The objective of this study is to create an open-source system which predicts afferent output and can be validated with non-invasive, easily measured experimental data. sEMG is a simple, non-invasive procedure. Because the project aims to create a system, there is no independent and dependent variable, nor a hypothesis based on a relationship between those variables. However, paired t-tests (alpha = 0.05) between the system’s predicted and physiologically expected afferent output, as well as the same test between the system’s predicted and experimental afferent output from the “study of interest” will be run. The experimental hypothesis is that experimentally measured afferent output is correlated with the system’s predicted afferent output.

Methods & Materials

sEMG Recording Setup

To record sEMG data, participants' forearms were washed with soap and water, electrode sites were marked on the participants' skin with pen, rubbed electrode gel (Parker Laboratories; New Jersey, USA; Signagel Electrode Gel) in a 1.9 cm radius around each site, placed surface Ag/AgCl electrodes (ADInstruments; Colorado, USA; MLA1010 Disposable ECG Electrodes) at sites, and recorded sEMG data using the data acquisition software LabChart. To ground sEMG recordings, an electrode was placed on the olecranon; other electrode sites are specified in Fig. 2. ECRB and FCR sEMG electrode placement were modeled on literature recommendations [13]. Ag/AgCl electrodes [2] and electrode gel were used to lower electrode-skin impedance and increase the signal-to-noise ratio. Following SENIAM recommendations, electrodes were secured to the skin with tape, and the inter-electrode distances were 20 mm [16].

sEMG Recording

The participants were instructed to contract his or her muscles as much as they could, also called maximum voluntary contractions (MVCs). Because MVCs training is recommended [17], participants practiced MVCs with forearm muscles in ten-second intervals. For each trial, a video that captured only the participant's arm and a separate video capturing the sEMG values were taken. The participants performed two MVCs for ten seconds, with a ten-second wait after each MVC, and performed each movement of interest ten times consecutively, with a ten-second wait after each set of ten repetitions. After the trials, the participants washed the experimental forearm with soap and water to remove the electrode gel and pen marks.

Offline sEMG processing

In LabChart, each channel was checked at 0.2 mV magnification for any abnormal sections or sinusoidal signals at 60 Hz, 120 Hz, or other multiples of 60 Hz, noise which would have been from nearby machines. No sinusoidal signals were present due to the online passive RC lowpass filter (cutoff frequency of 50 Hz) on each channel, and abnormal sections were removed from the array of sEMG. sEMG was then passed through a 34th order Hamming-window highpass filter (0.10 cutoff frequency), rectified, smoothed with a root mean square (RMS) linear envelope (increment of 1 ms, a window size of 1000 s), and normalized to the maximum voltage that occurred during the two MVC phases of sEMG recording. That maximum voltage is different for each muscle and movement. See Fig. 4 for an example of sEMG processing in the FCU muscle during a set of ten ulnar deviations in trial 3.

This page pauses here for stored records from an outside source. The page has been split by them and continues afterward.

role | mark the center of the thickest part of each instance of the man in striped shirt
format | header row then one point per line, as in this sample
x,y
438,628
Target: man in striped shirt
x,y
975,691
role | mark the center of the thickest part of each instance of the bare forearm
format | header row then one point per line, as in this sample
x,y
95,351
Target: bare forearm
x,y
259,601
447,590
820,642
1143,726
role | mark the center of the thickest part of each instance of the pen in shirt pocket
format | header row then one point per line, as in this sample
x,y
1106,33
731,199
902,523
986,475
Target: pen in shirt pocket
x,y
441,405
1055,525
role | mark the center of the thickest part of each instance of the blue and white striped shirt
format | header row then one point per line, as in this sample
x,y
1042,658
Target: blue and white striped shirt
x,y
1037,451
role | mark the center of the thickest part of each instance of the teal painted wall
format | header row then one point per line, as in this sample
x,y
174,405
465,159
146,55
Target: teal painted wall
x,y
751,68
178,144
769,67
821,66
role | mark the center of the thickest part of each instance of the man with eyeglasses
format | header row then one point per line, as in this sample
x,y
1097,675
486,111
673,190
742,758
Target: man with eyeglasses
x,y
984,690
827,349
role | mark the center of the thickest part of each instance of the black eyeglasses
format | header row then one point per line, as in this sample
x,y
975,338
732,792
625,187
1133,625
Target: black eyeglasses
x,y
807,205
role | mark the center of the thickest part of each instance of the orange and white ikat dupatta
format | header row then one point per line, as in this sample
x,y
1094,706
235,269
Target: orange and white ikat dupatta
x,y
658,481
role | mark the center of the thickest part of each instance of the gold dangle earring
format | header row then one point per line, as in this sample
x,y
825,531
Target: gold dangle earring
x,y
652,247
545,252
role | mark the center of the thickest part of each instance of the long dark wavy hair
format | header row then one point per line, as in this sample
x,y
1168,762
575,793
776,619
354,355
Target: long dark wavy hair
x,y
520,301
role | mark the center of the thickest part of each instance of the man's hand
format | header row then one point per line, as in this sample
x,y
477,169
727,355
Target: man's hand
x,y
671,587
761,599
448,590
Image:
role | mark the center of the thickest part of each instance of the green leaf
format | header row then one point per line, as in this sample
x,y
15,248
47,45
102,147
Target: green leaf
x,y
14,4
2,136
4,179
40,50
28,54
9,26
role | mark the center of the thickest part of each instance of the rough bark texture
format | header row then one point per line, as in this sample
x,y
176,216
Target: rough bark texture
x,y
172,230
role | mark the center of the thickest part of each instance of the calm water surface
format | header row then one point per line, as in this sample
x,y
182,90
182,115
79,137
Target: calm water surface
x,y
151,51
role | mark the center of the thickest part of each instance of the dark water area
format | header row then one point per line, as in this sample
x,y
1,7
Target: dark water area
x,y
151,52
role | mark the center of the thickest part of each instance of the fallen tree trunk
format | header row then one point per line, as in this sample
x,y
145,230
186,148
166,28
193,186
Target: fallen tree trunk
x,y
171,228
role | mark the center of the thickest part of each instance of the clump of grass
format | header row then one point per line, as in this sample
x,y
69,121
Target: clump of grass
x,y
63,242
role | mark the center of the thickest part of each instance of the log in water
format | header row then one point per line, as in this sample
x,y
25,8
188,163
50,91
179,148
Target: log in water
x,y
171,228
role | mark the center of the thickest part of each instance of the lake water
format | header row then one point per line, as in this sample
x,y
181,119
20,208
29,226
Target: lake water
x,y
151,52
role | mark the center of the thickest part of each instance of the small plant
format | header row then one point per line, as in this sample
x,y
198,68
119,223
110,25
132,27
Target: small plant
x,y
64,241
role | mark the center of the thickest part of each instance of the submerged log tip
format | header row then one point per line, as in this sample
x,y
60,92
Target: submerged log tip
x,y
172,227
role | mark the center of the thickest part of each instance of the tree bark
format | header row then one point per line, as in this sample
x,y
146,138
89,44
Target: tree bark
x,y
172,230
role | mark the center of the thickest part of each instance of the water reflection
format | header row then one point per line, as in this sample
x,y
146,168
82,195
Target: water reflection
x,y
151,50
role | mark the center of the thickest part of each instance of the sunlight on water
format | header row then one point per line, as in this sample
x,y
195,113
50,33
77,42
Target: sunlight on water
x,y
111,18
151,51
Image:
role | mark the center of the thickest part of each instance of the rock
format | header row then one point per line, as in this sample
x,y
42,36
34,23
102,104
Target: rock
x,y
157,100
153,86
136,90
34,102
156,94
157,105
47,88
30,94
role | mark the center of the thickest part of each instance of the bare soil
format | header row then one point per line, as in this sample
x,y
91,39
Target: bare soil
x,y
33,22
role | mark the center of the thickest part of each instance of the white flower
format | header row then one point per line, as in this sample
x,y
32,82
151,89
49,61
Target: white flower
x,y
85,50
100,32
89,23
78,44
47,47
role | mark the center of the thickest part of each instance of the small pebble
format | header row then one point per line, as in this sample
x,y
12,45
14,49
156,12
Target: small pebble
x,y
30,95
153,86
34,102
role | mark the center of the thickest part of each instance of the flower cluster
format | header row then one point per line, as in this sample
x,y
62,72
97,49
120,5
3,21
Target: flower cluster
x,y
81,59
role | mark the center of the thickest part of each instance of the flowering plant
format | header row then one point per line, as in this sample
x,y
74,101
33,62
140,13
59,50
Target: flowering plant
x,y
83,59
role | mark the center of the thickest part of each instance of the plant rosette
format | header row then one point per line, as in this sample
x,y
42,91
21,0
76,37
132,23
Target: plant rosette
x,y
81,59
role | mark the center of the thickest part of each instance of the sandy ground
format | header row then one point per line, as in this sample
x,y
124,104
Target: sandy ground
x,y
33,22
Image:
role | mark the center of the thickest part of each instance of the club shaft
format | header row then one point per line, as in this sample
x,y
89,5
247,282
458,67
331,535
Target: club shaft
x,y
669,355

All processed sEMG data was written to files, with each file containing ten seconds’ worth of data to minimize the number of files that needed to be written while keeping the increment small enough that Forward Dynamics simulation error would not accumulate too much. Files were written in the format of an OpenSim file containing controls (inputs of a musculoskeletal system, such as muscle excitations or torque generations). Using OpenSim's MATLAB interface, Forward Dynamics was performed (output precision of 20, to solve for equilibrium) with the Upper Extremity arm model of the right arm [22] for each written controls file of ten seconds. In the arm model's file, model joint angles and translations were set to values which pose the arm model as close as possible to the participant's pose in the study of interest. That pose was described by the primary investigator of the study of interest, in correspondence. See the arm model's pose in joint angles in Fig. 5, and the arm model's pose, in OpenSim, in Fig. 6.

Forward Dynamics: Setup

Forward Dynamics wrote lengths of each muscle at each timestep to the output file containing the model's states, which include joint angles, joint speeds, muscle activations, and muscle fiber lengths. The column of time at each timestep and the columns of lengths of muscles from which sEMG was recorded from in this study were written to separate text files, each containing one column, with the column header as the file's name.

Spindle Model: Setup

Timesteps in the states file are non-uniform because certain coordinates are less likely to occur given the constraints of the model. However, simulating afferent output in uniform timesteps requires less memory for storing files, so muscle lengths at uniform timesteps were obtained using the files for time and for each muscle. Muscle lengths were divided by each muscle's optimal fiber length, which was obtained by viewing the arm model in the OpenSim graphical user interface. The spindle model cannot simulate afferent output for generally unrealistic input (muscle lengths as a decimal of optimal fiber lengths), where the limits were deemed to be less than 0.7 or greater than 1.3 [24]. Therefore, if, over its ten-second interval, input was not once outside those limits, the spindle model was run with that input.

Spindle Model

A multimeter (parameters including "interval": 0.1, "withgid": True) wrote afferent output to a file, and a spike detector wrote data to another file to plot Ia and II afferent output over time on a raster plot (see Fig. 7 for an example graph and the graph produced in processing). One hundred spindles, each containing either an Ia afferent or an II afferent, is a reasonable number of spindles per human forearm muscle, because a study [26] found muscles of interest to have, on average, 143 spindles: ECRB with 102 spindles (absolute number of muscle spindles); ECRL with 74; ECU with 157; EDC with 219; FCR with 129; and FCU with 175.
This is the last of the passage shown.